You get excellent food, service and use of facilities including perhaps a gorgeous stretch of beach or a welcoming pool. Sometimes we’ve been given cooling welcome drinks, been driven around the resort in a golf cart and even provided with towels!

This enables a lovely experience for a few hours but without having to spend £500+ per night to stay there.

Korca Albanian beer

On a lesser scale, in decent hotels you usually at least get snacks to go with your drinks! Up on the terrace of the 5* Hotel Colosseo I stayed for a while in the late afternoon generally chilling, uploading pictures to draft blog posts and looking at ideas for the rest of this trip.

And yes! I had a local Albanian beer called Korca and a dish of salted peanuts. A lovely experience with a comfortable seat, excellent views and a relaxing vibe all for just 250 lek which is a little over £2.

Hotel Tradita

Dinner

Having spent quite a while up on the Hotel Colosseo terrace bar I decided it was time for dinner.

As a solo female traveller I need to consider safety aspects and as my accommodation was in a quiet part of a town I didn’t know and had only been in for a few hours, I didn’t want to be too late back.

Hotel Tradita

I opted for the historic Hotel and Restaurant Tradita which dates back to 1694!

Restaurant Tradita artefacts
Historic photos

Many fascinating historic photos can be found inside the Restaurant Tradita.

Restaurant Tradita

I was shown up a rickety wooden staircase to the mezzanine floor and was told I could choose my table. I sat at a table in the top left of the above picture along a narrow galley which almost felt like sitting on a wide shelf!

Vegetable risotto and Albanian wine

I had a humble (but tasty) vegetable risotto for dinner together with a delicious and generous glass of Albanian wine and my total bill was just 800 lek (£6.94). A treat in such an atmospheric and historic setting.

Hotel Floga
View from balcony

Accommodation

I stayed in the Hotel Floga which was 25€ in cash for one night. I had booked a single room but upon arrival I was upgraded to a spacious double at no extra cost.

Dark and stormy view

My clean and airy room was on 5th floor which had great views of the mountains from the small balcony.

Breakfast at Hotel Floga

Breakfast the following morning was excellent. Freshly cooked omelette, a triangle of local cheese, soft fresh bread, warm savoury pastries, fruit, cake, juice and coffee all presented to me on a tray. And as there was enough for two people I had snacks for the day ahead!

Bus stop in Tirana

Getting to Shkoda

The main regional bus station is located outside of Tirana city centre which meant I had to get a bus to take me there. This was relatively easy having found the bus stop location on Google maps. I waited for bus 5B but many buses didn’t seem to have numbers so it was difficult to tell which was which! I got on bus 100 and the driver confirmed it would be going to ‘terminus’ i.e. the regional bus station. I paid 40 lek in cash for this short journey.

Bus Terminal

I found Tirana’s regional bus terminal was a large open air piece of waste ground with perhaps around 200 buses and minibuses of all sizes and colours going off to places all over Albania and beyond. Their destinations are clearly marked with signs in the front window of the bus so it was easy to locate one to ‘Shkoder’.

On the bus to Shkoder

The bus filled up and left the bus station at around 10 am. The traffic throughout the journey was busy and it took over 2 hours to travel the relatively short distance between Tirana and Shkoder. However the seats were fairly comfy and the bus had air conditioning.
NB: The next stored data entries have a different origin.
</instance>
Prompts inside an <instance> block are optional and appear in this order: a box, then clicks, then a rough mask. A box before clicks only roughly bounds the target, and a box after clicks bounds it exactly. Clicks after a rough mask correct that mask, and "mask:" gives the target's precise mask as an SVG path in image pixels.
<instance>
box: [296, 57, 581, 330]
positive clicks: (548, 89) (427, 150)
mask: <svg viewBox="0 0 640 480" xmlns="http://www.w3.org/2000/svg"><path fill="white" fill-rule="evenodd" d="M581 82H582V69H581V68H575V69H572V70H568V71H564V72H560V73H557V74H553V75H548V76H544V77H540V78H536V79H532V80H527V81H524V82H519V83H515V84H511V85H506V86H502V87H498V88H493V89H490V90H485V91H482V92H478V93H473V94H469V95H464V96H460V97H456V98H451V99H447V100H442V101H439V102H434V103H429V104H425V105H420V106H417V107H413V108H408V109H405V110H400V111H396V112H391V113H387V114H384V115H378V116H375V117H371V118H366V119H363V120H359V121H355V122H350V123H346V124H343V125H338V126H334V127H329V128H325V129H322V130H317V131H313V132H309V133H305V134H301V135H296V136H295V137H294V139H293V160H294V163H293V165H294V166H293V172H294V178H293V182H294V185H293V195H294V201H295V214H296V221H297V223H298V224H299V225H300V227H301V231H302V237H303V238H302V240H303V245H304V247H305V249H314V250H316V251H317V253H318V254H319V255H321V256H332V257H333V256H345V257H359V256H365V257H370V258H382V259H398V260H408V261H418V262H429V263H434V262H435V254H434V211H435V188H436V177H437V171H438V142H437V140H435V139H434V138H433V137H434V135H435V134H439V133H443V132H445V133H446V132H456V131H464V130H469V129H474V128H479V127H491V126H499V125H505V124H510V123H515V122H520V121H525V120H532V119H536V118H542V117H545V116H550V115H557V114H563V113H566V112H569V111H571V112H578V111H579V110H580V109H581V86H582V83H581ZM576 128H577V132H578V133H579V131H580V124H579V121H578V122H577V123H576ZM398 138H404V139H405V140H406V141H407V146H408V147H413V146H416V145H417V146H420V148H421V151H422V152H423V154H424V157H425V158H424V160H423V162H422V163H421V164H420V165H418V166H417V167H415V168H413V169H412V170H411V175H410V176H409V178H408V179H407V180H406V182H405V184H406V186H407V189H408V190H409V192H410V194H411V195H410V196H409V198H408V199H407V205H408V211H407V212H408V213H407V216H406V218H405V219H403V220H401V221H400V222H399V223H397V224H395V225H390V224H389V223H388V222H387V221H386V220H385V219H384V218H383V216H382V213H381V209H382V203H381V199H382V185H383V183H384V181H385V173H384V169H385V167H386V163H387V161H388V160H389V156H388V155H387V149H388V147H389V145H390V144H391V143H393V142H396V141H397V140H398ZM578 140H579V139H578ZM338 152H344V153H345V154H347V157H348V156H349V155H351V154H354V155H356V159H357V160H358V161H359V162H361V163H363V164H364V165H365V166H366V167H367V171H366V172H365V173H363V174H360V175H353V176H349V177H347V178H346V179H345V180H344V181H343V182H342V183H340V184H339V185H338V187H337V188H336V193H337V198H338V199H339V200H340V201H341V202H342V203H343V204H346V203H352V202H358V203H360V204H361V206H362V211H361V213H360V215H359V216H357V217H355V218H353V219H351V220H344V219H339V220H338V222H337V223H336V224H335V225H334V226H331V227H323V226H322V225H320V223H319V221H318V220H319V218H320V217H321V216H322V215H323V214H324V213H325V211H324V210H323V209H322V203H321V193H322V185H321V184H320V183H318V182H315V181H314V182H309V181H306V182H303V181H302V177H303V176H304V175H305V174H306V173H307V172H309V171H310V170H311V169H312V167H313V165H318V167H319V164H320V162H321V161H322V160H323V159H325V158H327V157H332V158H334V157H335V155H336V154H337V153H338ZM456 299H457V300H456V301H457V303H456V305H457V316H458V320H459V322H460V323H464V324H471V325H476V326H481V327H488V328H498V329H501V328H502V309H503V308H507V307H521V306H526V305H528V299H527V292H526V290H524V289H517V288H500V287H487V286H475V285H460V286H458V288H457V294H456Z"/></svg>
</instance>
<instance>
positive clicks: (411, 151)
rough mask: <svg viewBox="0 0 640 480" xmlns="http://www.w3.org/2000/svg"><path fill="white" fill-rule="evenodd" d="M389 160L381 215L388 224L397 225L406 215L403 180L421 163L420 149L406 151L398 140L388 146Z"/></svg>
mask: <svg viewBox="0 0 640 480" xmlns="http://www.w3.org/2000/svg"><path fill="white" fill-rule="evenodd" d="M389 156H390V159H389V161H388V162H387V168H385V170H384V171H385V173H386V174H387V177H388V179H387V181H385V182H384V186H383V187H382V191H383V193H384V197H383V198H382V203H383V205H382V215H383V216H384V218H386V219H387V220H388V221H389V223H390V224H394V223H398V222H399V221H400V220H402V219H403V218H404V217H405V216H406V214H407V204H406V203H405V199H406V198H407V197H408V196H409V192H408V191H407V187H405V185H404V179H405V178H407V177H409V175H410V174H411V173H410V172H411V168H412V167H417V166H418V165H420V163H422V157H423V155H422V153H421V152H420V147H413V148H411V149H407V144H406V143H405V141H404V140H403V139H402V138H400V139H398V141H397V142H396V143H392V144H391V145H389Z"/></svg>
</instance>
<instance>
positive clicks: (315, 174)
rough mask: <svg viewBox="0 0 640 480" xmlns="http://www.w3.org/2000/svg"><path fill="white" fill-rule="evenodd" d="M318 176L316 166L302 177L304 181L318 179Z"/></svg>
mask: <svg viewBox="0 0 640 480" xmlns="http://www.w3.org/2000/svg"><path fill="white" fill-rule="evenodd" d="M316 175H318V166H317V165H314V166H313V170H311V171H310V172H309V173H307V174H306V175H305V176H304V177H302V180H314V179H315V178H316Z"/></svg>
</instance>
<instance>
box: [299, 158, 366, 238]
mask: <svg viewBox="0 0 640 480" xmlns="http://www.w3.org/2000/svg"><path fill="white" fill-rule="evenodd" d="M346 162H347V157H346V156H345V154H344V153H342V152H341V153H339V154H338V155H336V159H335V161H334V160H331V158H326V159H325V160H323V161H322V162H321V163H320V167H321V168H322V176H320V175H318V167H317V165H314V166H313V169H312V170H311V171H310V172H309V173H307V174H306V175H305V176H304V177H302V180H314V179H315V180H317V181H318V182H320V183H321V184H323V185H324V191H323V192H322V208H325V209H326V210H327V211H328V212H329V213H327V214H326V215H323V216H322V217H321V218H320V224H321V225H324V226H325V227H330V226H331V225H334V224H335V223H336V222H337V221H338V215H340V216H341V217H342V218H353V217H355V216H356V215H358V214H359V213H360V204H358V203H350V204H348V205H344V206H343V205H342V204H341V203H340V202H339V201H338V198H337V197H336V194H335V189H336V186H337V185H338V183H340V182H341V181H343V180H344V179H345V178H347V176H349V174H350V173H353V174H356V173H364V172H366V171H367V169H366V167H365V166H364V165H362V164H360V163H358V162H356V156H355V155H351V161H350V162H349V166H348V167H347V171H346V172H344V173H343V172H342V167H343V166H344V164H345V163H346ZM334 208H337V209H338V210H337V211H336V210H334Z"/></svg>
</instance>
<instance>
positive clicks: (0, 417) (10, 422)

On the bus from Tirana to Shkoder

At about 20 minutes before arriving in Shkoder someone went down the bus and collected the fares which was 500 lek in cash per person (about £4.50).

View from Hotel Floga (Shkoda)

Tomorrow…

I leave Albania and cross into Montenegro. I’ve loved my short introductory visit to Albania, my 100th country. There is so much more to see and as mentioned in the Tirana post I’m already planning another trip or two, perhaps to venture south to see some of the gorgeous beaches or up into the national parks to the rugged Accursed mountains, known as the Albanian Alps. Before this lovely country becomes overrun with tourists.